Frank Sojonky, a member of the Campaign for Prostate Health leadership team, has been a tireless crusader for prostate cancer. 22 years after being diagnosed with prostate cancer, which has since spread to his bones, Sojonky is finally seeing awareness of his disease grow, through popular fundraising initiatives such as Movember and the Underwear Affair Run.

Speaking about the Rapid Access Prostate Health Clinic, Frank was clearly emotional at getting closer to the goal. "It's my dream. It's what we all worked for," said Frank, who jumped into the fundraising campaign several years ago and with a group of friends raised $2.5 million for a $5-million endowment chair for prostate research that will take Sojonky's name.

Finding a cure for prostate cancer is important, but so is raising awareness and educating men about the disease as well as looking after men who have been diagnosed. "When I first had prostate cancer, nobody knew but my wife and my son,” explains Frank. “I never told anyone for 10 to 12 years." Now, Frank bravely speaks to rooms filled with hundreds of people and mentors more than a dozen men with prostate cancer, even though his own health has been declining.

Steve Jones, president and CEO of Prostate Cancer Canada, was on hand at the Wake Up Call breakfast to officially present the $1 million donation. Like Frank, he is enthusiastic about the Rapid Access Prostate Health Clinic. "Once someone has been diagnosed, it's a very scary road, and the more support they have, the better,” said Jones. “The kinds of programs the clinic is putting in help men not only physically, but help them mentally deal with what they've got to go through.”

“Events like the Wake Up Call breakfast are important,” says John Day, a director at the Royal Alexandra Hospital Foundation and a leading volunteer for the Campaign for Prostate Health. “Prostate Cancer Canada is doing an amazing job raising awareness and funds across the country and it’s important for men in Edmonton as to see that the money they have helped to raise is able to directly benefit their community, as well as to be made aware of the importance of prostate health.”

Frank and Irv Kipnes, co-chairman of the Campaign for Prostate Health, have seen awareness of prostate cancer take off in the last five years. It can often be an uphill battle to make men aware of prostate cancer and speak freely about a disease that can often include unpleasant side effects and additional health worries.

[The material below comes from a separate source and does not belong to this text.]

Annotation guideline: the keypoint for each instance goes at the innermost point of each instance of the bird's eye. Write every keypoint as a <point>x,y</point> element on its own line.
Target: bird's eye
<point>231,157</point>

"Men were very reluctant to speak about prostate cancer for a very long time," said Kipnes, whose own battle with the disease made him a determined spokesman for the Campaign for Prostate Health. One of Canada’s most distinguished fundraisers, Kipnes has helped spearhead a very successful fundraising campaign that has raised more than $24 million out of the $30-million goal for the clinic, research and surgical initiatives.

The Edmonton Clinic South is expected to be complete in 2012, with the Rapid Access Prostate Health Clinic opening in 2013.